Sunday, July 10, 2011

Rewards For Kids or Good For Nothing?

The Smiths pay their kids for good grades. The Johnsons wouldn't think of it. The Andersons have found that providing financial and privilege incentives for their elementary-aged children really motivates them but the Davis' think kids need to learn to do their part without complaining.

Parents and so-called parenting "experts" have disagreed for decades about whether children should be given anything beyond the pride of accomplishment for helping at home, doing well in school, practicing their instrument and the like. And my hunch is that you blog readers will have varying views on the subject. I'd love to hear from you.

Nonetheless, while I'm far from the last word on anything, let me offer a few principles or guidelines that you might at least ponder as you do your best to teach, motivate and mature your kids.

First, remember what motivates you. My hunch is that while you may love your job, it's the money, bonuses and vacation time that keep you at the top of your game and going to work everyday.

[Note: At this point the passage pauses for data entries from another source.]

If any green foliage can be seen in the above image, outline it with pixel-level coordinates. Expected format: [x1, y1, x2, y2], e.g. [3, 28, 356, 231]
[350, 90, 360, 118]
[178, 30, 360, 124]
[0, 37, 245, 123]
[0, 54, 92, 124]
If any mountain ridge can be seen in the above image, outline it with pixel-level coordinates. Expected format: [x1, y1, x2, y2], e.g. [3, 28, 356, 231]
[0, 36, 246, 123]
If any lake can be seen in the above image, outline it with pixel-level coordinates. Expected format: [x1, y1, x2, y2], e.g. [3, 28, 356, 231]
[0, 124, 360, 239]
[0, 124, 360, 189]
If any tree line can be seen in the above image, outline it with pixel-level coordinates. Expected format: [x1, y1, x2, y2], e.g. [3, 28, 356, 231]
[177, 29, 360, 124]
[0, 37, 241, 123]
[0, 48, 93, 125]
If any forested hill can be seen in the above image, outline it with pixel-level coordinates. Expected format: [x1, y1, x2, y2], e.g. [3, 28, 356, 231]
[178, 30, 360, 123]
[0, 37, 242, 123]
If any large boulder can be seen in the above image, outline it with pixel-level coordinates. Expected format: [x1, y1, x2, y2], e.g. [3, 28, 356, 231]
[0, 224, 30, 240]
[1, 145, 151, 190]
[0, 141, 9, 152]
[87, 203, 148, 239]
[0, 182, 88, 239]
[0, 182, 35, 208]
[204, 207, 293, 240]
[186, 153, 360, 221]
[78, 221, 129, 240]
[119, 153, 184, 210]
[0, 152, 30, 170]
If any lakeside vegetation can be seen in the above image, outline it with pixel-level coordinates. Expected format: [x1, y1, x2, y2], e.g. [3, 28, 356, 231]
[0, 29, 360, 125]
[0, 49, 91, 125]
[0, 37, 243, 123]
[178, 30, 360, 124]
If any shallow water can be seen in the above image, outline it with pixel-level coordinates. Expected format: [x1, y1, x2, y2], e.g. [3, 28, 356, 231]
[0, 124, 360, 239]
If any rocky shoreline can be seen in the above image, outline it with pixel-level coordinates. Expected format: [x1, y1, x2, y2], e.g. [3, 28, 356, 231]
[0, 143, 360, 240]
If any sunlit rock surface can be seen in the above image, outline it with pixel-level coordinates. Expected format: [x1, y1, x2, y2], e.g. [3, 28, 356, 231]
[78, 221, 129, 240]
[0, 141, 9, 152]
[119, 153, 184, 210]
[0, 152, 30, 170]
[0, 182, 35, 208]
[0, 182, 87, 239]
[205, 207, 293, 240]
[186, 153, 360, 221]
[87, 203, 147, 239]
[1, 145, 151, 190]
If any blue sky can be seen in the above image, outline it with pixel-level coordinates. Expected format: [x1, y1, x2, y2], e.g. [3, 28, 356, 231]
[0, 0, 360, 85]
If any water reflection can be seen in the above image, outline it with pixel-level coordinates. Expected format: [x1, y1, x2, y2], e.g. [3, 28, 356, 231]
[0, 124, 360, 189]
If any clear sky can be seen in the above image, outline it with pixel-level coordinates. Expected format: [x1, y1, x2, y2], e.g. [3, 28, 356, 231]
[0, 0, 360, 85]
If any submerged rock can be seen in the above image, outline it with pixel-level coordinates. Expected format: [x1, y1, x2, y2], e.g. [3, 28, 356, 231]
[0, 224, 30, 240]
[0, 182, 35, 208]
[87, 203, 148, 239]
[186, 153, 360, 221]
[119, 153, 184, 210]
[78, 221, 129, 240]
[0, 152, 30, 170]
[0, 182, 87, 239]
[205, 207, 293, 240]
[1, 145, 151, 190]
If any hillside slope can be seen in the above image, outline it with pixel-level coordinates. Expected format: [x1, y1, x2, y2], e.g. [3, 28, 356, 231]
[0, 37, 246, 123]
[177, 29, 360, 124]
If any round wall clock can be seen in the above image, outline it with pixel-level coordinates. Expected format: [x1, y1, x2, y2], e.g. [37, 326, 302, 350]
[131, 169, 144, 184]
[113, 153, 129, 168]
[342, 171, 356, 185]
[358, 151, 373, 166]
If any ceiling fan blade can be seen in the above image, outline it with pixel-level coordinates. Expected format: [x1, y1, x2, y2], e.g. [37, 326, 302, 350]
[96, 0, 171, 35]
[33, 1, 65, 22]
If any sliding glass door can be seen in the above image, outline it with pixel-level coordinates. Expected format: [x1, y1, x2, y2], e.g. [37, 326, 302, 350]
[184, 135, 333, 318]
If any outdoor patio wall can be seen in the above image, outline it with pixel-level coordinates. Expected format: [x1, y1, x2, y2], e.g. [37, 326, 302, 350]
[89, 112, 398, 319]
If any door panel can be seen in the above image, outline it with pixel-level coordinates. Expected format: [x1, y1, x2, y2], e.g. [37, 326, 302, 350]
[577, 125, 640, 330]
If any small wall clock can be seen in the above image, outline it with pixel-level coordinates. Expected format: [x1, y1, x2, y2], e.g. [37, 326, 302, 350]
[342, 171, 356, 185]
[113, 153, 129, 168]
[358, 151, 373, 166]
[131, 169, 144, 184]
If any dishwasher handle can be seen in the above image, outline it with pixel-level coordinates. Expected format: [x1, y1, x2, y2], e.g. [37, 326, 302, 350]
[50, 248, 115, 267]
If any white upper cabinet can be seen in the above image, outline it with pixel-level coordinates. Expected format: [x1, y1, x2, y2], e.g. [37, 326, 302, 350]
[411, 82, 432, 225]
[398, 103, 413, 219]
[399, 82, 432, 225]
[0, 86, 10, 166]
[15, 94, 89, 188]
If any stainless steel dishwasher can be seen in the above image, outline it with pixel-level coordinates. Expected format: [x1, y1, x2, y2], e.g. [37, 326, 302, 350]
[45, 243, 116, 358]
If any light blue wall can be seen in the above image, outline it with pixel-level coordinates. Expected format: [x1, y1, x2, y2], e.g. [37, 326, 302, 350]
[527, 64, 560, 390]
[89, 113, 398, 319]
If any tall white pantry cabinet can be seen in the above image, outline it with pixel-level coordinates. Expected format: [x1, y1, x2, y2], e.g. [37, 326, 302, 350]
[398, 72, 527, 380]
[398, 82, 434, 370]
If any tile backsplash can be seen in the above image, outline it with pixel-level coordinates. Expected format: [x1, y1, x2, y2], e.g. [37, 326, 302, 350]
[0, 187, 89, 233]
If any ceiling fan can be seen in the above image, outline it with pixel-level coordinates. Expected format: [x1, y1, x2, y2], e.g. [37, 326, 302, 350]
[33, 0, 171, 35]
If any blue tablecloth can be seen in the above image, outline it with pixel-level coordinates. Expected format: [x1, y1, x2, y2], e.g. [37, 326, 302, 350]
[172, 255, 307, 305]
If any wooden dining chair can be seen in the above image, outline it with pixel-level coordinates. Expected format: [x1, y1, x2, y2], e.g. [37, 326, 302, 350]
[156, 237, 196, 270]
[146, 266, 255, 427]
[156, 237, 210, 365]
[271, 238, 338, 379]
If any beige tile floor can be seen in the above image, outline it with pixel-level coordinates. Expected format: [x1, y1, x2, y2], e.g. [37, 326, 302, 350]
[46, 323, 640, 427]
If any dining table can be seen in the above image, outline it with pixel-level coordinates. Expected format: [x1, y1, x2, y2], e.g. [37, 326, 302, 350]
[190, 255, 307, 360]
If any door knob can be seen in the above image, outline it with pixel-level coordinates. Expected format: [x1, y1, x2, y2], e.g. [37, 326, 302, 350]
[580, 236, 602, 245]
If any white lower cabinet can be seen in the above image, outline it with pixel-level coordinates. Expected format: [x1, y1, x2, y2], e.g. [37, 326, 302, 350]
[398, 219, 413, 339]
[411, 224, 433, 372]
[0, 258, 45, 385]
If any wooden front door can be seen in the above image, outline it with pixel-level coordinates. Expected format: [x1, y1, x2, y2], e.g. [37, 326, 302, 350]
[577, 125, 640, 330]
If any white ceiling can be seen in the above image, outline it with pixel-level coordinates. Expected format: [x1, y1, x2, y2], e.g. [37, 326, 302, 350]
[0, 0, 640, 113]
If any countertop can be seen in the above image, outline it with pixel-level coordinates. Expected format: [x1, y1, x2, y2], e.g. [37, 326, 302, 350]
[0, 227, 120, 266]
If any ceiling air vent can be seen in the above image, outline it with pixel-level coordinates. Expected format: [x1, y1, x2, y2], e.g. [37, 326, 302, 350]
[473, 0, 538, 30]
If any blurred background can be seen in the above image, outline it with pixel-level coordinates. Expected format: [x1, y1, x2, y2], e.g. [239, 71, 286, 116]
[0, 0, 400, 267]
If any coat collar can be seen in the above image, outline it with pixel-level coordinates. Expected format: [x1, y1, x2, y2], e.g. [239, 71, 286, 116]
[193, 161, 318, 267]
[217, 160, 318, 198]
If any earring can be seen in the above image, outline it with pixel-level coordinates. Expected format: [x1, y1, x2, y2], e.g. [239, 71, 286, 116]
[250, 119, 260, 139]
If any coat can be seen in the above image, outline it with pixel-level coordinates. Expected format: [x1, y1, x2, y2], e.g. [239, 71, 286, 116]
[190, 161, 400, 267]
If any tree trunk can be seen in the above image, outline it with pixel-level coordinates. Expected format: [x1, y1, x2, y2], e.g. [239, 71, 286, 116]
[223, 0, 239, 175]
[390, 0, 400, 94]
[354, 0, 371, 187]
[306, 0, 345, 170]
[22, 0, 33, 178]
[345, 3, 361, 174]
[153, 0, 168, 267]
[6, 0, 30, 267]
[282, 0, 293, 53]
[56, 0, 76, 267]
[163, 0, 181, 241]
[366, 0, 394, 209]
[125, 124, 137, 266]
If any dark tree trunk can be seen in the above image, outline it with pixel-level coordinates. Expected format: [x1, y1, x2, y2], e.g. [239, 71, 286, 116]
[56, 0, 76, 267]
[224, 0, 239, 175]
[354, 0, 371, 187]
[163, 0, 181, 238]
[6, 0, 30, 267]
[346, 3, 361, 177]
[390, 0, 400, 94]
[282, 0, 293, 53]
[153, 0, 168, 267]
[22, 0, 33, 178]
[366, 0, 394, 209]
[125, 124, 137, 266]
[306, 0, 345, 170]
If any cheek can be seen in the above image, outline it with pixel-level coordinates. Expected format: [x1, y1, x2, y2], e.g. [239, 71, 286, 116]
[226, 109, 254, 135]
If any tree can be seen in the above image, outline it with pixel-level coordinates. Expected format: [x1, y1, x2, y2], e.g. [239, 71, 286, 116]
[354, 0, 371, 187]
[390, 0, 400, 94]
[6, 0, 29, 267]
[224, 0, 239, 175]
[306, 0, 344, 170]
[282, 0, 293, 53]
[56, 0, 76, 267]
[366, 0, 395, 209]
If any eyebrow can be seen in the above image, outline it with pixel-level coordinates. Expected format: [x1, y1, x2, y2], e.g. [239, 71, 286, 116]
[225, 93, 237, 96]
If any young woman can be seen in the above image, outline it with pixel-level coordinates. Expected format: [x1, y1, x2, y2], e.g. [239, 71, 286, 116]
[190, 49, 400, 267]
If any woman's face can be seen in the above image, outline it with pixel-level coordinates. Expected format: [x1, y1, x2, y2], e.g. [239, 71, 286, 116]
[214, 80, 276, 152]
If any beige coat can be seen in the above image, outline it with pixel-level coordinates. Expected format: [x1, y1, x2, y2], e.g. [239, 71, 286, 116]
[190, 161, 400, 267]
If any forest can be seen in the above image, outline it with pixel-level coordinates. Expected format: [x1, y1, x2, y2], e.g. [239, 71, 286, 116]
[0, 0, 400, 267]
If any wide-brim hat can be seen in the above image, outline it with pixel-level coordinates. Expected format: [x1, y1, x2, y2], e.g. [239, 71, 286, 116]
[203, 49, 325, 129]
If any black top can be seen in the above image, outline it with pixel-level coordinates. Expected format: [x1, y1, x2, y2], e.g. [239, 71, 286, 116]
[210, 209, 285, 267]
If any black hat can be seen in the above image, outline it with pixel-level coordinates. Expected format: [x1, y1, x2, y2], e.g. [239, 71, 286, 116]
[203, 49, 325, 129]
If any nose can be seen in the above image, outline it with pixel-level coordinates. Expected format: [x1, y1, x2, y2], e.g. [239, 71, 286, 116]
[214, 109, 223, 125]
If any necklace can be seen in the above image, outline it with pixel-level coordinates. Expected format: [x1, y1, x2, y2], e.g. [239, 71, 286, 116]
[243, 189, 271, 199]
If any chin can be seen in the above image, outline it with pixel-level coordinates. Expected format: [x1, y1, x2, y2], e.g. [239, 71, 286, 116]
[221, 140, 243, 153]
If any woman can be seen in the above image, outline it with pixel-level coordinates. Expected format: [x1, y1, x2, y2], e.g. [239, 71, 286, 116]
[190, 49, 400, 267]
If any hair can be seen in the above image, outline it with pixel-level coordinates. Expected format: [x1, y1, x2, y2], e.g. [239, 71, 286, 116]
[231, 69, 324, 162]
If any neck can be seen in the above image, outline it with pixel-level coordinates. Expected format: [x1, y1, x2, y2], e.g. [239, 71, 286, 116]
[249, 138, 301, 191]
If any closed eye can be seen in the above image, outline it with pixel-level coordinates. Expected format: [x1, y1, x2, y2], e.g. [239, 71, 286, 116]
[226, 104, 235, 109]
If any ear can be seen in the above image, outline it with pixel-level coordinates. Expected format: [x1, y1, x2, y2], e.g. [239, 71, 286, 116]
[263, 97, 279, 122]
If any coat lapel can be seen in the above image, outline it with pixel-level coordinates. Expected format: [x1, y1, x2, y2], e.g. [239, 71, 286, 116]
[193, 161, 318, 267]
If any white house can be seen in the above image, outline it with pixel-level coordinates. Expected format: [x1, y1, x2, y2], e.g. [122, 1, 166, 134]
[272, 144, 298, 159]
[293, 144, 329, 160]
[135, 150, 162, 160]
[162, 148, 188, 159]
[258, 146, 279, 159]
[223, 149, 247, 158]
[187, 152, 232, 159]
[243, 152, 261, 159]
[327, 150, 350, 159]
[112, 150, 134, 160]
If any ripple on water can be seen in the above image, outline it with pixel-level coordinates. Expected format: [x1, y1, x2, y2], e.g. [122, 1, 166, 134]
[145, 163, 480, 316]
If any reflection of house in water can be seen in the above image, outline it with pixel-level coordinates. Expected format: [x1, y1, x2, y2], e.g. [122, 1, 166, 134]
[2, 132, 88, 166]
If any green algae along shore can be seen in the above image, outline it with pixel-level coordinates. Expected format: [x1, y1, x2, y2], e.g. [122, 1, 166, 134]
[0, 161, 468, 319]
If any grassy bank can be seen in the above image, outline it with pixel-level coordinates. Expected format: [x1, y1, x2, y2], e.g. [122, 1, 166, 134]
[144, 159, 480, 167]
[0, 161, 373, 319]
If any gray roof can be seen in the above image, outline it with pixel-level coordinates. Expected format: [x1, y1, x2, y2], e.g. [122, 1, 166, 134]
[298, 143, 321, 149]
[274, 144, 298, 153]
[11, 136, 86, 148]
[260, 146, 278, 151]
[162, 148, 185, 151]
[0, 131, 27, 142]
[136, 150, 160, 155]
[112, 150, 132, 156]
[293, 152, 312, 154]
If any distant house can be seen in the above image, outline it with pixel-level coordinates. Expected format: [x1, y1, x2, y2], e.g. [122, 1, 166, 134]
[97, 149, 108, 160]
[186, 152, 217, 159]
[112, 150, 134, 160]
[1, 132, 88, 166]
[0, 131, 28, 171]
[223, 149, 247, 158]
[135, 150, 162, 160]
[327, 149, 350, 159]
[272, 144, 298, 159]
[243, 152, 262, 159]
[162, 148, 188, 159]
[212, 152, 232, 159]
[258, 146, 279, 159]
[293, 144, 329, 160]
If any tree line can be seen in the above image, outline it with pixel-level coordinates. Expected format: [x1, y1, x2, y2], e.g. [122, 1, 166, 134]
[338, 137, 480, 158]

Incentives aren't inherently wrong so don't totally throw them out of your parenting manual.

Second, if you use rewards, allowance and other incentives don't apply them to everything or use them all the time.  Special bonuses should come later and not be the norm. When your kids are little they can learn how to help pick up, do simple chores and assist mom and dad just because they're family too. Teaching kids a healthy work ethic usually finds its foundation in learning to labor well whether there's a personal benefit or not.

Third, you can use rewards to teach children important life lessons.  For example, they can learn to save, to not always get what they want immediately and even to begin to give offerings to God. A simple allowance or some special pay for an over-the-expected chore can provide you  and them some learning capital with which to teach and train. They can also learn that even though you have something (like a salary) you won't keep it if you don't work, show up on time and do things well.

Finally, rewards can often help a child who is struggling an extra push toward reaching an important goal. Not every child will be a naturally good student, athlete, musician or worker at home. Sometimes though that extra nudge from mom and dad with a reward can motivate them and teach them that sometimes working extra hard is worth it in very tangible ways.

So, you'll have to decide what works best at your house but keep the options open when it comes to motivating your kids. I don't think I've ever met an adult who felt like they were emotionally messed up because their parents rewarded them now and then for hard work. But I have met a lot more individuals and couples whose parents didn't teach them much of anything about money, time and resources and they're paying a high price now.
Gary Sinclair Writer | Speaker | Leader

Gary is currently a consultant, teacher, speaker and chaplain providing resources for families, leaders and churches.


  1. Great points, I just posted about youth sports and kids trophies and who should get them.

  2. We are teaching with incentives and allowance. I agree with you that there are some valuable lessons children can learn about money, responsibility, and self control. It's all about balance, as with anything else.